Los ´80 fueron tiempos de optimismo y hedonismo globales. Como hoy son globales la incertidumbre social y la crisis económica. Nada casual entonces que las formas que dibujaban las prendas sobre los cuerpos fueran exageradas, grandilocuentes, con síndrome de nuevo rico. Todo apuntaba a mostrar poder adquisitivo, personalidad, sexualidad activa, buen estado físico. Una mujer con hombrerotas que podía mandar y ganar tanto dinero como un hombre, y un hombre que podía mostrarse como un objeto bello y sexy a la par de la mujer. Eso de que “la Moda es cosa de mujeres”, creación cultural del código social burgués del siglo XIX, empezó a quebrarse a mediados del siglo XX, se partió en dos a fines de los ´60 y se hundió como el Titanic en los ´80. Chau renuncia masculina. Chau señores sempiternamente de gris, marrón y negro. Chau aquello de que el hombre es como el oso. Hombres sensuales y objetizados y mujeres independientes y sexualizadas plantaron sus reales tres décadas atrás. Fiel reflejo y metáfora, como siempre, de lo que corre bajo la superficie en la sociedad, la moda y la indumentaria de la época mostraron formas ampulosas, texturas sensuales, aires deportivos y colores alegres y optimistas. Y el consumismo enfocado a realzar la imagen, a estimular la vanidad, a ponerse las plumas del pavo real.

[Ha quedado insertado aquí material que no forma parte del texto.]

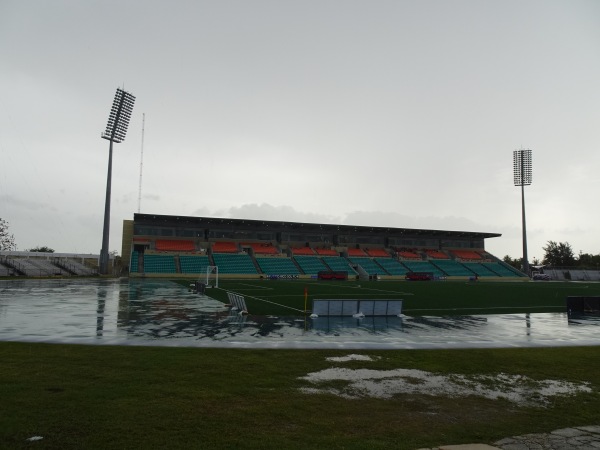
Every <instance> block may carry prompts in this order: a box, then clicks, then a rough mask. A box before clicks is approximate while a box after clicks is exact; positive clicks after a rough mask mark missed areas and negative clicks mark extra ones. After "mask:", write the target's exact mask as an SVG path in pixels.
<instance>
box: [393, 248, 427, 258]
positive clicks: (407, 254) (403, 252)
mask: <svg viewBox="0 0 600 450" xmlns="http://www.w3.org/2000/svg"><path fill="white" fill-rule="evenodd" d="M397 252H398V257H399V258H401V259H415V260H422V259H423V258H421V255H419V254H418V253H416V252H413V251H412V250H397Z"/></svg>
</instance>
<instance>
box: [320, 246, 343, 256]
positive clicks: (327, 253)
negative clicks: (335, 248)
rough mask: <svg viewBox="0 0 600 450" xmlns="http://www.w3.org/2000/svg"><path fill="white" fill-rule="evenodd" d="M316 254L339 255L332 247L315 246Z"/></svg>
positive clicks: (325, 254) (337, 255) (330, 255)
mask: <svg viewBox="0 0 600 450" xmlns="http://www.w3.org/2000/svg"><path fill="white" fill-rule="evenodd" d="M315 252H316V253H317V255H321V256H340V254H339V253H338V252H337V251H336V250H334V249H332V248H315Z"/></svg>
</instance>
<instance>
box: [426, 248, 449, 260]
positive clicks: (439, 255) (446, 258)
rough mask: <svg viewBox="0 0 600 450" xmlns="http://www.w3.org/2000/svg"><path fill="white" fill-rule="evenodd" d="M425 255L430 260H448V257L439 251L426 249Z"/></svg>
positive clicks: (446, 254)
mask: <svg viewBox="0 0 600 450" xmlns="http://www.w3.org/2000/svg"><path fill="white" fill-rule="evenodd" d="M425 254H426V255H427V256H428V257H429V258H431V259H450V257H449V256H448V255H447V254H446V253H444V252H442V251H441V250H433V249H426V250H425Z"/></svg>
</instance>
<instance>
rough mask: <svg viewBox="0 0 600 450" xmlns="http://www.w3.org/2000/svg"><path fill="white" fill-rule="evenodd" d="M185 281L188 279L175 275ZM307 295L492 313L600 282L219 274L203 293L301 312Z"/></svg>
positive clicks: (453, 309)
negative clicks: (298, 276) (461, 280)
mask: <svg viewBox="0 0 600 450" xmlns="http://www.w3.org/2000/svg"><path fill="white" fill-rule="evenodd" d="M180 283H181V284H184V285H186V286H187V285H189V281H180ZM305 289H306V291H307V294H308V295H307V302H306V303H307V308H308V310H310V309H311V305H312V300H313V299H319V298H320V299H343V298H348V299H402V300H403V312H404V313H405V314H409V315H438V314H439V315H442V314H443V315H452V314H495V313H519V312H531V313H533V312H555V311H565V310H566V298H567V297H568V296H600V283H583V282H582V283H579V282H494V281H478V282H468V281H441V282H438V281H434V282H418V281H414V282H407V281H366V282H354V281H348V282H344V281H342V282H340V281H317V280H307V281H300V280H247V281H246V280H220V281H219V289H208V291H207V295H209V296H211V297H214V298H216V299H217V300H221V301H223V302H225V303H228V299H227V291H232V292H236V293H238V294H240V295H243V296H244V298H245V300H246V304H247V306H248V310H249V312H250V313H251V314H257V315H266V314H279V315H282V314H288V315H289V314H296V313H298V314H301V313H302V311H304V305H305V297H304V292H305Z"/></svg>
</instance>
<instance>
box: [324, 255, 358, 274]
mask: <svg viewBox="0 0 600 450" xmlns="http://www.w3.org/2000/svg"><path fill="white" fill-rule="evenodd" d="M323 262H324V263H325V264H327V266H328V267H329V268H330V269H331V270H333V271H336V272H337V271H347V272H348V275H356V272H355V271H354V269H353V268H352V267H350V264H349V263H348V260H347V259H346V258H342V257H341V256H324V257H323Z"/></svg>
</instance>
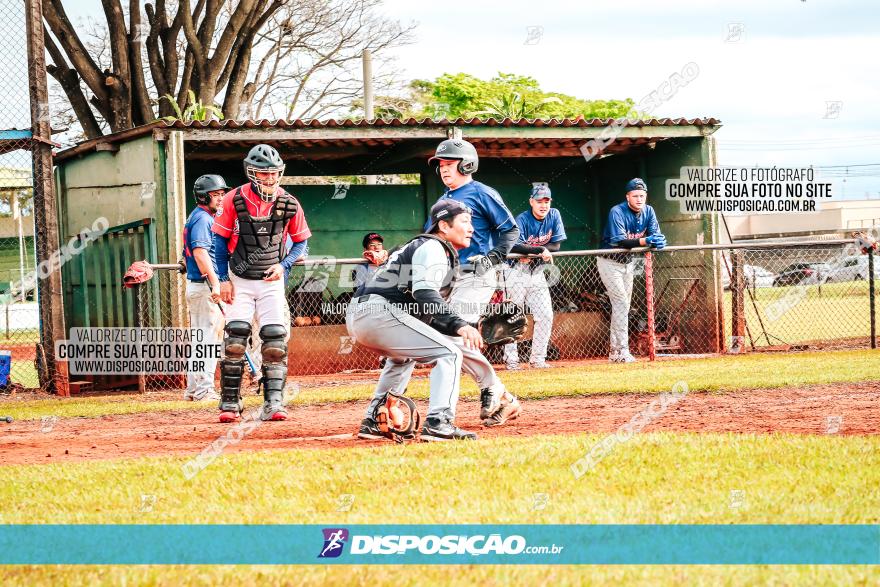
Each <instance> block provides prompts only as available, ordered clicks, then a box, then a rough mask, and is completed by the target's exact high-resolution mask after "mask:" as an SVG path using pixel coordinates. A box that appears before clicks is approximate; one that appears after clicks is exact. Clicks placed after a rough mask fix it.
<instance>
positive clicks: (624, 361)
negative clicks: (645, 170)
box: [596, 177, 666, 363]
mask: <svg viewBox="0 0 880 587" xmlns="http://www.w3.org/2000/svg"><path fill="white" fill-rule="evenodd" d="M647 199H648V186H647V185H646V184H645V182H644V181H643V180H641V179H639V178H638V177H636V178H633V179H631V180H630V181H629V182H628V183H627V184H626V201H625V202H622V203H620V204H618V205H617V206H614V207H613V208H611V211H610V212H609V213H608V223H607V224H606V225H605V230H604V231H603V232H602V244H601V248H603V249H611V248H623V249H632V248H634V247H653V248H655V249H662V248H663V247H665V246H666V237H665V236H663V233H661V232H660V224H659V223H658V222H657V214H656V213H655V212H654V209H653V208H652V207H651V206H649V205H648V204H646V203H645V202H646V200H647ZM596 264H597V267H598V269H599V277H601V278H602V283H603V284H605V289H606V290H608V298H609V300H610V301H611V337H610V338H611V345H610V348H611V350H610V352H609V354H608V358H609V360H610V361H611V362H612V363H632V362H633V361H635V358H633V356H632V354H630V352H629V305H630V301H631V300H632V283H633V271H634V262H633V255H632V254H630V253H614V254H611V255H606V256H602V257H599V259H598V260H597V262H596Z"/></svg>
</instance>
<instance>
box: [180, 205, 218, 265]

Lejos, lejísimos ya las chicas de vincha y remerón grafiteado de sus madres y abuelas de polleras plato y saquitos tween set, un innegable aire unisex recorre toda la estética de la década. Lo que en los ´70 empezó siendo manifiesto pos hippie, en los ´80 se tornó realidad cotidiana.
Mujeres masculinizadas, hombres feminizados, dinero fácil y el fin de las utopías escribieron ese capítulo de la Historia. Lo que efectivamente fue y, también, lo que al final no fue tanto.
Un poco la pérdida de la inocencia, o el eco de algunos sueños rotos. Pero lo que queda está bueno: mucho aprendido y un conjuntito de Fiorucci en el Museo del Traje.
En treinta años sabremos por qué hoy nos calamos a fondo la capucha del buzo.